All three HS samples have the same qualitative elemental composition; however, the amount of some elements differs from the average for the samples: “Powhumus” has a higher content of As, Cr, Li, S, and Ti and “Sakhalin”, Ba, Co, Cu, Sr, and W. The high content of mineral components was found in the samples “Powhumus” and “Sakhalin” (336 and 323 g kg^–1, respectively). “Life Force” has 220 g kg^–1 of mineral components. None of the determined concentrations of elements, except for arsenic, exceeds their maximum allowable concentrations.

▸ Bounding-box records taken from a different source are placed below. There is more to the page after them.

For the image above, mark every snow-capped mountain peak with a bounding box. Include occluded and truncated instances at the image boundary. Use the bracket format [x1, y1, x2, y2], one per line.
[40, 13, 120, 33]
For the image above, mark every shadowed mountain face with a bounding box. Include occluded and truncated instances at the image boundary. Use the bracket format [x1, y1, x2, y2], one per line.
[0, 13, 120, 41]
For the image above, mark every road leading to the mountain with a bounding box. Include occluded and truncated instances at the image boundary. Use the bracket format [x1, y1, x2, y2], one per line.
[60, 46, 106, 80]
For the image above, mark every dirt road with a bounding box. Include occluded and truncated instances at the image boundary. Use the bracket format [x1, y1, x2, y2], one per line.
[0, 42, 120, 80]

In the analysis of HS solutions, the level of most bulk elements (excluding Si and Al), especially those which are hazardous, such as As, Co, Cr, Ni, or Mn, can be rapidly assessed without long sample preparation. However, some trace elements such as Cd, Cu, Pb, Sn, or Sr can be significantly underestimated. At the same time, microwave-assisted treatment of samples with concentrated nitric acid at 250 °C completely recovers As, Cd, Cu, and Pb, as well as Li and B. Determination of bulk contents of Al, Si, Ti, V, and W is possible only after decomposition of an HS sample by dry ashing followed by metaborate fusion. We showed that the results of inorganic components of HS significantly depend on the sample preparation, especially in microcomponents. Therefore, HS total mineral composition, including both macro- and microcomponents, requires a combination of decomposition methods. These methodological findings can be extended to HS of other origins.

The methods selected in this study make it possible to reach characteristic ICP–AES detection limits for aqueous samples for most test elements, especially for major hazardous elements (As, Cd, Pb, and Ni). However, the determination of Ag, Sb, and Se by selected approaches and ICP–AES is impossible.